J´ai bien trouvé quelques exemples de réflexions sur les articulations et sur la solidité de la structure qui vont dans mon sens : un site de boxe évoque la puissance articulaire ; un autre de tir à la carabine explique que celle-ci doit être portée par l´os et non pas maintenue par les muscles, … Et puis, l’inattendu est arrivé.

Le David de Donatello

Le David de Donatello
Le David de Donatello

Au cours d’un documentaire télévisé sur la Renaissance, une sculpture de Donatello était analysée articulation par articulation.

 

Un étudiant de l´école de sport de Cologne y reproduisait la pose du David de Donatello. Sa posture était ensuite captée par des caméras et traduite en données informatiques. Le but des chercheurs était d’analyser les connaissances anatomiques de Donatello.

 

Il y était dit : « [David] déporte son poids sur sa jambe de support et libère l’autre. [...] Il est quasi impossible d’avoir les muscles aussi relâchés quand on est debout comme ça. David se tient à « contrapposto ». Son poids repose entièrement sur une jambe, sur l’articulation de la hanche et sur les ligaments. Ses omoplates sont saillantes. Il ne fait aucun effort dans cette posture. Son ventre tombe un peu vers l’avant. Bref, il est très détendu et, comme il n’a pas les jambes très écartées, il pourrait se mouvoir dans n’importe quelle direction. »

 

Le contrapposto désigne, en sculpture ou en peinture, une position debout basée sur un déhanchement qui suggère un certain effet de dynamisme dans les personnages représentés. Il apparaît dans la sculpture grecque et est remis au goût du jour par les artistes de la Renaissance pour des représentations plus réalistes.

 

« Donatello a certainement étudié le mouvement pour parvenir à le représenter aussi bien. Il sculpte à la perfection certains détails auxquels nous n’avions même pas pensé en voulant reproduire sa démarche.

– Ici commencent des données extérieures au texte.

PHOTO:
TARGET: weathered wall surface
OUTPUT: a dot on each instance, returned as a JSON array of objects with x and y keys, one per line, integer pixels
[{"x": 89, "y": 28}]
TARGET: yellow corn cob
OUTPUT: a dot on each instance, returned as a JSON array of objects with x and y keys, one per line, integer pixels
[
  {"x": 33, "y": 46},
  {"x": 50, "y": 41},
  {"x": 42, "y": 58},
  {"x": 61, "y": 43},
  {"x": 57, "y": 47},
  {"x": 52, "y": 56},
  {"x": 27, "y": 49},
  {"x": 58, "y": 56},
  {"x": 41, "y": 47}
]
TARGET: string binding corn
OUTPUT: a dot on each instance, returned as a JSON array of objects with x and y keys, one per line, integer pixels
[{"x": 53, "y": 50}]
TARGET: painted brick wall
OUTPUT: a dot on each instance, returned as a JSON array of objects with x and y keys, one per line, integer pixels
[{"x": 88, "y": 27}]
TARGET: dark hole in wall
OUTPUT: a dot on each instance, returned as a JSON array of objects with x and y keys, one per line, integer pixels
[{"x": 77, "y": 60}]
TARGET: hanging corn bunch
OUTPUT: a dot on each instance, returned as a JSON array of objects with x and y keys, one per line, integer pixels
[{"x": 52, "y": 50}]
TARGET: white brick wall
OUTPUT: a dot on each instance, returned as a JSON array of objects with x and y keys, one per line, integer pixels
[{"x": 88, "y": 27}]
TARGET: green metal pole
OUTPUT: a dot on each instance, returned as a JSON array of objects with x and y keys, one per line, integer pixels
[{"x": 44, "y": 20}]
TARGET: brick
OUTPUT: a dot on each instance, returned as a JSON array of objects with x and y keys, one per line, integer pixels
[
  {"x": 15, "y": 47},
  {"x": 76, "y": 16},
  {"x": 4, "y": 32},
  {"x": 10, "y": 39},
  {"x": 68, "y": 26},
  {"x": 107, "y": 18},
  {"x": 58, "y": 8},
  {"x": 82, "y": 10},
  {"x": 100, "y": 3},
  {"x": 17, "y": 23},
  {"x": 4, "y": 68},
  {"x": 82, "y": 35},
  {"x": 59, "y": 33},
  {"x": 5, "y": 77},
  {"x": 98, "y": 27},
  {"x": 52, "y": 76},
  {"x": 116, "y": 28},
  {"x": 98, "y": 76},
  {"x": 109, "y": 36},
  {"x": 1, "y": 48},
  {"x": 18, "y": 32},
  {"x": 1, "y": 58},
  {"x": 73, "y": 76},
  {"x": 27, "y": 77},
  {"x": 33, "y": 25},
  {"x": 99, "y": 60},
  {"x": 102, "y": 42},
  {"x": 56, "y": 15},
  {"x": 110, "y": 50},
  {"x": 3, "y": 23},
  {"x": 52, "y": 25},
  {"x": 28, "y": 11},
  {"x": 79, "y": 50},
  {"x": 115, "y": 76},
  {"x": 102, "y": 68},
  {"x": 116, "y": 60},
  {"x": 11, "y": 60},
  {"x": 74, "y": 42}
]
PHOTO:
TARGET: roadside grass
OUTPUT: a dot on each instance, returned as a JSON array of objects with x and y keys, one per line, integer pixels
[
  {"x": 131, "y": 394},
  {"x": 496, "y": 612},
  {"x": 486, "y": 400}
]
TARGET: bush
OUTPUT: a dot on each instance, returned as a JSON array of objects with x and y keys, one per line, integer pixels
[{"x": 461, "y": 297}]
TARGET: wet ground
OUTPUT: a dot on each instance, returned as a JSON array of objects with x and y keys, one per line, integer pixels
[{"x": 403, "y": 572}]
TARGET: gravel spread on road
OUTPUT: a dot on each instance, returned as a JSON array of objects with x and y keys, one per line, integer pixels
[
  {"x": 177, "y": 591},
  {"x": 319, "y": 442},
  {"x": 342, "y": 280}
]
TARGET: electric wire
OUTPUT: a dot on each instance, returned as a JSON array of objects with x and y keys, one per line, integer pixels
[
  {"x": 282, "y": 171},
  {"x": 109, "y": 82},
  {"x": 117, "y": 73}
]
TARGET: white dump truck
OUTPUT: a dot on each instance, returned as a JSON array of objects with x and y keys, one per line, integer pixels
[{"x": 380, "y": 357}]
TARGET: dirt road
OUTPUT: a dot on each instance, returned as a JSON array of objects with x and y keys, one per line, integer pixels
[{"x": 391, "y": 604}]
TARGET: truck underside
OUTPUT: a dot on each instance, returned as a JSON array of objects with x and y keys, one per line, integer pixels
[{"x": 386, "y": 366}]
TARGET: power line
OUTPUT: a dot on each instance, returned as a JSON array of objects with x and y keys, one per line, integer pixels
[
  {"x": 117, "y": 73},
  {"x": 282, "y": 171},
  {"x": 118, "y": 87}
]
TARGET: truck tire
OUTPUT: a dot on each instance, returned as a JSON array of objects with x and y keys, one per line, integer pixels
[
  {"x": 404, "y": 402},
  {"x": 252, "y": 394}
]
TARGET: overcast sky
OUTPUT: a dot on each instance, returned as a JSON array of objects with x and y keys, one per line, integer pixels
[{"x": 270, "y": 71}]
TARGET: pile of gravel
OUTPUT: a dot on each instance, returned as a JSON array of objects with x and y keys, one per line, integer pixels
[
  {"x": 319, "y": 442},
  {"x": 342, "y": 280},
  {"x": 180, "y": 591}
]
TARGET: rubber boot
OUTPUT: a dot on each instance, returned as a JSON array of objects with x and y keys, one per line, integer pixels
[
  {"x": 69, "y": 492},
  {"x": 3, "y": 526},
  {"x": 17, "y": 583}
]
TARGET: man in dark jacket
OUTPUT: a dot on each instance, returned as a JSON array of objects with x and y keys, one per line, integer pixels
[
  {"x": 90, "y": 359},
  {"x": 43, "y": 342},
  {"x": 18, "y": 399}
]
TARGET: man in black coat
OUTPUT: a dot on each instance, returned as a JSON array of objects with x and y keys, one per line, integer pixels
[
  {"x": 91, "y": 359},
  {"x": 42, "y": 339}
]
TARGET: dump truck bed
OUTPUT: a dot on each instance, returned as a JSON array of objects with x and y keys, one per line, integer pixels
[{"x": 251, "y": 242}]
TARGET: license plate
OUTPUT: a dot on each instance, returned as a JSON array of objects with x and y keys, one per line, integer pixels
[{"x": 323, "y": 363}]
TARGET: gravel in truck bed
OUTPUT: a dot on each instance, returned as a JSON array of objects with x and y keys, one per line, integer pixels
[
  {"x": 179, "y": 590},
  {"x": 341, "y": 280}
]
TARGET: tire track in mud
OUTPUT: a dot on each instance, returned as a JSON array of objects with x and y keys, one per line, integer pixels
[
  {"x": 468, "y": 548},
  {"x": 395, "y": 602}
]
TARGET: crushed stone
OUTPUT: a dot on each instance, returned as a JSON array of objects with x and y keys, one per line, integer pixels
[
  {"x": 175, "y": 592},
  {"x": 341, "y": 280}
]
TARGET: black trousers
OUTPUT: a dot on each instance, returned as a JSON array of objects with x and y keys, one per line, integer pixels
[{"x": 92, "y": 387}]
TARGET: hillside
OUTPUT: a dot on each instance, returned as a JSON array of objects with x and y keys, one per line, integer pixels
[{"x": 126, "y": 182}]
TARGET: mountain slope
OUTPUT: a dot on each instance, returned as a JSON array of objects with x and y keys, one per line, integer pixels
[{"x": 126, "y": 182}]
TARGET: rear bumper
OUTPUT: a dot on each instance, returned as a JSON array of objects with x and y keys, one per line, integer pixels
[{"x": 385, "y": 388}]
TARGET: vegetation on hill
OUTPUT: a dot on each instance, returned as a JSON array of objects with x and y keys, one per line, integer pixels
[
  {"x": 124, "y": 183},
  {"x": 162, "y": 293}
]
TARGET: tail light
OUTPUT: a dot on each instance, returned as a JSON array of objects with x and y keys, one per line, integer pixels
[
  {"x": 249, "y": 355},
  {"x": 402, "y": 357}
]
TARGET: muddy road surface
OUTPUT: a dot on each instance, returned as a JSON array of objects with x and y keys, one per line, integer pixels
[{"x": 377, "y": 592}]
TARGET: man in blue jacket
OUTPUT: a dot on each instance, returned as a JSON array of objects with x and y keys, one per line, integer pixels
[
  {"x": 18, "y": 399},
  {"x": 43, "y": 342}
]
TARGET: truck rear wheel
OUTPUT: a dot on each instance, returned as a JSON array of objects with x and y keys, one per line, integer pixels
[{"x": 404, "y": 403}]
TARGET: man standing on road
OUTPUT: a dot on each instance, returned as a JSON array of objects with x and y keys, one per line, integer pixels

Par exemple, la forme du muscle fessier qui semble complètement détendu, les plis dans lesquels se logent les muscles ou les membres qui paraissent très mobiles justement parce que les muscles sont relâchés. [...] Donatello évoque à merveille les principes de l’économie gestuelle. [...] L’artiste immortalise son personnage dans une posture idéale selon l’état actuel de la recherche. [...] Le personnage n’a pas besoin de mobiliser ses muscles pour être bien redressé. »

 

J’avais enfin trouvé grâce à ce reportage un support scientifique à mes propositions !

 

La concordance des mots entre ceux qui y sont utilisés et ceux que j’utilise en cours de mes consultations est tout de même étonnante. Le déhanché, les appuis de structure, le relâchement par les jeux articulaires, l’économie gestuelle, le « se tenir droit » non musculaire et les capacités de mobilité, tout ce qui aide à guérir le dos est là !

 

Mais attention, le David de Donatello, est jeune, fin et laxe, et doté d’une mobilité particulière qu’il peut être de reproduire mais dont il est possible de s’inspirer pour apprendre à mieux se connaître !

A retenir

Les jeux articulaires ne sont pas des constructions artificielles. Ils sont retrouvés dans les situations artistiques dans lesquelles se combinent la fonctionnalité et l’esthétique.
Ils sont aussi validés scientifiquement.